On cherche plutôt des gens qui soient capables de trouver en groupe une solution à un problème, ou au moins qui soient capables d’expliquer pourquoi d’autres font fausse route. Il y a enfin une autre chose qui m’étonne souvent dans le cadre des entretiens: c’est le peu de gens qui ont des avis sur les grands sujets du monde, on peut être en désaccord, mais encore faut-il avoir un avis. J’ai souvent peur quand un candidat de 25 ans me dit que toute sa vie, il a rêvé de travailler dans une salle de marché et qu’il fait partie d’un club d’investissement depuis sa plus tendre enfance.

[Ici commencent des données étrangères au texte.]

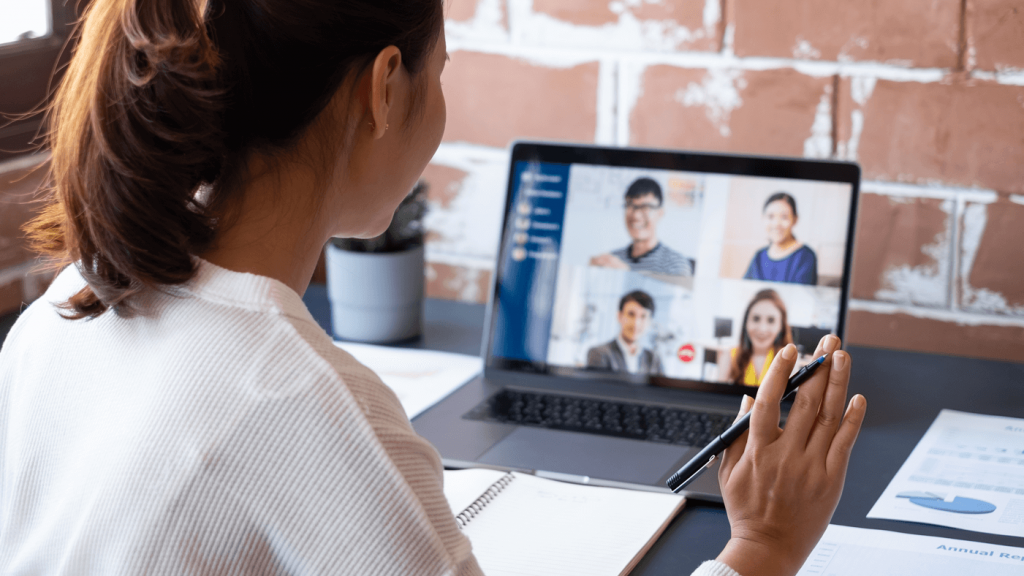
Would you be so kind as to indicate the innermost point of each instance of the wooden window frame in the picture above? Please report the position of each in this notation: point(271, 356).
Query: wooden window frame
point(30, 71)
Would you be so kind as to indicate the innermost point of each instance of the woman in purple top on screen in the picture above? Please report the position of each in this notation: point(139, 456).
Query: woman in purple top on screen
point(785, 258)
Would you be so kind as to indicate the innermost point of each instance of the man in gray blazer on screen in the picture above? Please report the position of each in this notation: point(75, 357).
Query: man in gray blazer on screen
point(624, 354)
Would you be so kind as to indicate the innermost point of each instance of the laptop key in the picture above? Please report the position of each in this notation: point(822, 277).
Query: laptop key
point(637, 421)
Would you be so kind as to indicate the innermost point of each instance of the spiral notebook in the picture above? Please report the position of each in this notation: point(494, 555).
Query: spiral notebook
point(524, 525)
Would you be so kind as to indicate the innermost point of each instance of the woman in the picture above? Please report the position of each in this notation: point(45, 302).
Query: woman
point(170, 406)
point(765, 331)
point(785, 258)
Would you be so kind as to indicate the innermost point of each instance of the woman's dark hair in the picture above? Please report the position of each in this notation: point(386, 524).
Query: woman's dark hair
point(742, 357)
point(781, 196)
point(643, 187)
point(640, 297)
point(165, 97)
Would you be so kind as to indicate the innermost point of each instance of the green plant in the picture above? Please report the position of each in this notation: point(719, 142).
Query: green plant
point(404, 233)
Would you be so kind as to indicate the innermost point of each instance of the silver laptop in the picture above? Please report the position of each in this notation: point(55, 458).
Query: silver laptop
point(638, 294)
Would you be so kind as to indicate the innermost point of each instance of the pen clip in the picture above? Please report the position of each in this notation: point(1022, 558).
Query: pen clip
point(694, 476)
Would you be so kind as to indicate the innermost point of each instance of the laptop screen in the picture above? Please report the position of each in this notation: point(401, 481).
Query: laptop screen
point(666, 276)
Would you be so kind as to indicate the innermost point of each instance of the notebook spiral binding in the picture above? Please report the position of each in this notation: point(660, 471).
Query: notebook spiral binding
point(478, 504)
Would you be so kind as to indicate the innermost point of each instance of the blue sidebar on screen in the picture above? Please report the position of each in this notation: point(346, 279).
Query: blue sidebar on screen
point(528, 265)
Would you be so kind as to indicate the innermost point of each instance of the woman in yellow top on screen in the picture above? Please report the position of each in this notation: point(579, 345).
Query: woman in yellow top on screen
point(785, 258)
point(765, 332)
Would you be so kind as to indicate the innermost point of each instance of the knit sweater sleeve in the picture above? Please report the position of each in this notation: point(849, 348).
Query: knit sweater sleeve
point(714, 568)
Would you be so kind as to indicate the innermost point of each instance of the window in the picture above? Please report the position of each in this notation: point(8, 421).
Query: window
point(24, 19)
point(33, 34)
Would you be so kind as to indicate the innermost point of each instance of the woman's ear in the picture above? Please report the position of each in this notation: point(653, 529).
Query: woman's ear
point(384, 84)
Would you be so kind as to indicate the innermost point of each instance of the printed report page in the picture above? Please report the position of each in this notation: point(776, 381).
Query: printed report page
point(856, 551)
point(966, 472)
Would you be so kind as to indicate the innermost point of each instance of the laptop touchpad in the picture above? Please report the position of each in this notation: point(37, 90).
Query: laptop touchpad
point(583, 454)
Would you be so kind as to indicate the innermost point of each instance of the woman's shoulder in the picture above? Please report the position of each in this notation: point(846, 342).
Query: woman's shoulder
point(804, 252)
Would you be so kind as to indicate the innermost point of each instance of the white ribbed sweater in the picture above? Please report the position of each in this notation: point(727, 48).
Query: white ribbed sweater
point(222, 433)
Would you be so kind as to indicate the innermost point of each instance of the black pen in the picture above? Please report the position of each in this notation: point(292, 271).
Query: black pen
point(707, 457)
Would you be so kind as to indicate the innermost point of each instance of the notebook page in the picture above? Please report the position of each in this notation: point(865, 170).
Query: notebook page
point(462, 487)
point(540, 527)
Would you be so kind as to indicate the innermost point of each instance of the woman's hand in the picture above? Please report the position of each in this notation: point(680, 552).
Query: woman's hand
point(781, 487)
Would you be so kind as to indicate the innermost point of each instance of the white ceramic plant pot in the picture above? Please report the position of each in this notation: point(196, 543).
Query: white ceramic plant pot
point(375, 297)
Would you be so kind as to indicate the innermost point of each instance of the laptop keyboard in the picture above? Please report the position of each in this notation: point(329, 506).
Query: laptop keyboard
point(621, 419)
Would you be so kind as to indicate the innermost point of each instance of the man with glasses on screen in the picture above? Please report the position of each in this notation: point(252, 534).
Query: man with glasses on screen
point(643, 212)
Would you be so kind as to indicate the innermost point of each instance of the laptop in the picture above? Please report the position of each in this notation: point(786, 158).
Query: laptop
point(638, 293)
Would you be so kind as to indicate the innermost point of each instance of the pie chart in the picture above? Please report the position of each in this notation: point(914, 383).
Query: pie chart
point(958, 504)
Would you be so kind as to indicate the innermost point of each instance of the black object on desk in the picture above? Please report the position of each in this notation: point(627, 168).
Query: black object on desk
point(904, 391)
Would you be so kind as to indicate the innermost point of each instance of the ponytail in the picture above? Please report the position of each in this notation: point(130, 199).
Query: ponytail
point(165, 96)
point(135, 131)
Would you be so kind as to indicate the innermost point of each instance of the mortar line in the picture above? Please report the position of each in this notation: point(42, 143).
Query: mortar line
point(962, 40)
point(835, 126)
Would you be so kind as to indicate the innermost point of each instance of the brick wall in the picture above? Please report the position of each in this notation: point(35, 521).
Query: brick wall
point(928, 95)
point(22, 277)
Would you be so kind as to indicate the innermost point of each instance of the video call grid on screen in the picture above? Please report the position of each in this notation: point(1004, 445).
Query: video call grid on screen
point(691, 272)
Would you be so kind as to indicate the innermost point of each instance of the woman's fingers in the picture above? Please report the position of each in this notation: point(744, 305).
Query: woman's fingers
point(735, 450)
point(842, 444)
point(830, 412)
point(806, 407)
point(764, 419)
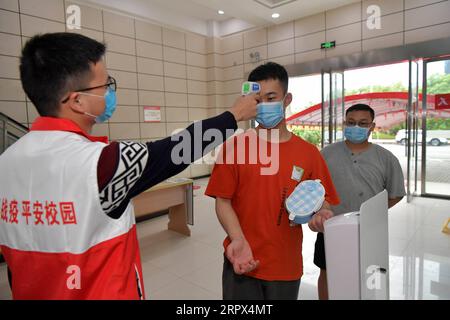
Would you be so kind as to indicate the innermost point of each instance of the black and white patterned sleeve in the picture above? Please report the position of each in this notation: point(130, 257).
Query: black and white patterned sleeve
point(133, 158)
point(134, 167)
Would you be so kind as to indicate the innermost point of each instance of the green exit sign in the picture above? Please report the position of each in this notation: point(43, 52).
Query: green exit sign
point(328, 45)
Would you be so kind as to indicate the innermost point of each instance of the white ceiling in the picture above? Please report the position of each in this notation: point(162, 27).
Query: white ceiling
point(200, 16)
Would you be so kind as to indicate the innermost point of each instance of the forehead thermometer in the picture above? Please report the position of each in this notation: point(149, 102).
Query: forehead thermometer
point(250, 87)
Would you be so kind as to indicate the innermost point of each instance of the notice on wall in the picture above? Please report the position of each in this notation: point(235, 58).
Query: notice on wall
point(152, 114)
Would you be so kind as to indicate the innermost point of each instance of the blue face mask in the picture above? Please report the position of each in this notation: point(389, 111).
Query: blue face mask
point(110, 105)
point(356, 134)
point(270, 114)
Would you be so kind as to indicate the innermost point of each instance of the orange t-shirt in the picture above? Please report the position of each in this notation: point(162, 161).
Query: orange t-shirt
point(258, 199)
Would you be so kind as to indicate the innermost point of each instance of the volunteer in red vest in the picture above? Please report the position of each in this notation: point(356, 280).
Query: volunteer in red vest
point(67, 226)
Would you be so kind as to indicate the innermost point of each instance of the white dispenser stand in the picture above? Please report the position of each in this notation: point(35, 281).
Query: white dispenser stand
point(357, 252)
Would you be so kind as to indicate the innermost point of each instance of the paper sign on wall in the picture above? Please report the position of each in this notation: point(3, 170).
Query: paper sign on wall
point(152, 114)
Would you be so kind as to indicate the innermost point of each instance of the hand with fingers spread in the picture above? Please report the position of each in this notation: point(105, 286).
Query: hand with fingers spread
point(317, 220)
point(240, 255)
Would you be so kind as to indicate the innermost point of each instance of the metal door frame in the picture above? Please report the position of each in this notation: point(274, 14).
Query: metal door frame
point(424, 128)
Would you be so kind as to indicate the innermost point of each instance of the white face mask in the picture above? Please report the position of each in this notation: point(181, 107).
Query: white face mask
point(270, 114)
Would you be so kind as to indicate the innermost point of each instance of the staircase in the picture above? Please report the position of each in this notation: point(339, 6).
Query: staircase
point(10, 131)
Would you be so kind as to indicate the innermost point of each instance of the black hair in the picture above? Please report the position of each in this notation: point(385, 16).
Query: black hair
point(361, 107)
point(270, 70)
point(53, 64)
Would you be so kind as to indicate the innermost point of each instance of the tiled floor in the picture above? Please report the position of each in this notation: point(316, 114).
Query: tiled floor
point(179, 267)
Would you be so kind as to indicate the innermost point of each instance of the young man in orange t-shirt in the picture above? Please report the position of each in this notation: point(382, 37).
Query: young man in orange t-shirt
point(254, 174)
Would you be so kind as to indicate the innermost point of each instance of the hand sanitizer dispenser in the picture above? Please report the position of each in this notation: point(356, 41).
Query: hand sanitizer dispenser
point(357, 252)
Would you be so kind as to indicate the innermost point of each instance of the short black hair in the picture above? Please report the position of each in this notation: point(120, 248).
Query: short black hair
point(53, 64)
point(270, 70)
point(361, 107)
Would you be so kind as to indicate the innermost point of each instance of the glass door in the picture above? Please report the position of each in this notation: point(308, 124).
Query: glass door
point(412, 126)
point(436, 128)
point(338, 105)
point(332, 107)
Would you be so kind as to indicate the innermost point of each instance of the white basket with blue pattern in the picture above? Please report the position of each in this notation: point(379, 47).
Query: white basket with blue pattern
point(305, 200)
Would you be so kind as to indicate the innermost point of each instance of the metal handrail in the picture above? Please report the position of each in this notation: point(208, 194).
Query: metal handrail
point(7, 126)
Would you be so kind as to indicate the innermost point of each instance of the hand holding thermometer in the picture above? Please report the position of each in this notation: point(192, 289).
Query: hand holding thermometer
point(250, 88)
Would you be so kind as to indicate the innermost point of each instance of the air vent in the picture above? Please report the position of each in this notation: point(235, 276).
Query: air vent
point(271, 4)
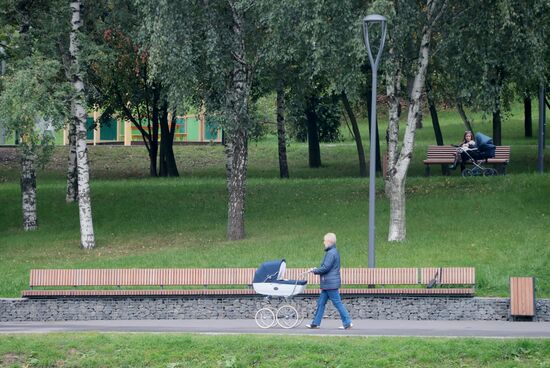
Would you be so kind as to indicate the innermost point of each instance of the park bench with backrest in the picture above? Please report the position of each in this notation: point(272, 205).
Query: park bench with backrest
point(458, 281)
point(445, 155)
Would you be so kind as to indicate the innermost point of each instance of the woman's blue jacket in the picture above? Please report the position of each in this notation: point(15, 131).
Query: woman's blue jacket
point(330, 269)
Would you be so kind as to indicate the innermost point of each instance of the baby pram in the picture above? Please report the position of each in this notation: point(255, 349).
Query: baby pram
point(484, 149)
point(269, 280)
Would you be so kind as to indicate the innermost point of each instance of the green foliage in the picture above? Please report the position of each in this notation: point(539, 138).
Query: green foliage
point(328, 113)
point(34, 96)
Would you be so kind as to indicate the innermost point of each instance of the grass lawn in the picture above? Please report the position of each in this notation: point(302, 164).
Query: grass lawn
point(176, 350)
point(498, 225)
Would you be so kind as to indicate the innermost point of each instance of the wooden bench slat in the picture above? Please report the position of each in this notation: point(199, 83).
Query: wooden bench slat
point(450, 276)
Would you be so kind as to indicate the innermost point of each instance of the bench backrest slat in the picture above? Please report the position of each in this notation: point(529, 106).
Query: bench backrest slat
point(501, 152)
point(448, 275)
point(241, 276)
point(362, 276)
point(142, 276)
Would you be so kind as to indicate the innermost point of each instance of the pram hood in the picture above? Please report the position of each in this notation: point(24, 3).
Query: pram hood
point(485, 146)
point(270, 271)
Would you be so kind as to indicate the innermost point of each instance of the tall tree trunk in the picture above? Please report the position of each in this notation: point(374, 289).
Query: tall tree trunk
point(237, 186)
point(281, 134)
point(369, 112)
point(28, 188)
point(435, 123)
point(393, 91)
point(237, 106)
point(28, 155)
point(87, 239)
point(410, 86)
point(314, 148)
point(167, 160)
point(462, 113)
point(528, 115)
point(154, 142)
point(72, 173)
point(398, 176)
point(497, 126)
point(356, 135)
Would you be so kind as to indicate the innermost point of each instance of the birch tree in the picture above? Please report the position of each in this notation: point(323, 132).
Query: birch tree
point(214, 45)
point(31, 96)
point(399, 160)
point(79, 116)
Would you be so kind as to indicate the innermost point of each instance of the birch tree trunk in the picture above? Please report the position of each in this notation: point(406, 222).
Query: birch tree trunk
point(281, 134)
point(393, 91)
point(28, 189)
point(462, 113)
point(527, 116)
point(314, 148)
point(356, 136)
point(72, 173)
point(78, 110)
point(28, 155)
point(237, 107)
point(398, 173)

Pour finir, si je devais donner des conseils aux étudiants de l’ENSAE, c’est bien évidemment de prendre du bon temps et de profiter de leur vie d’étudiant. C’est un moment extraordinaire pour s’ouvrir au monde et se cultiver. Il faut faire confiance à ses intuitions et à ses passions. Ne pas hésiter à se remettre en question et à changer de métier. Toutes les expériences enrichissent et sont finalement mises en valeur. Dans mon cas, le fil rouge a été mon intérêt pour la macroéconomie et mon penchant pour la pédagogie, ce qui n’est pas évident dans une salle de marché. L’ENSAE est un lieu éclectique dans ses enseignements, il faut en profiter et s’ouvrir à d’autres matières et à d’autres sujets. Il faut garder à l’esprit qu’obtenir un diplôme ne sert que très peu de temps, ce qui compte c’est ce dont chacun est capable, et son esprit d’ouverture.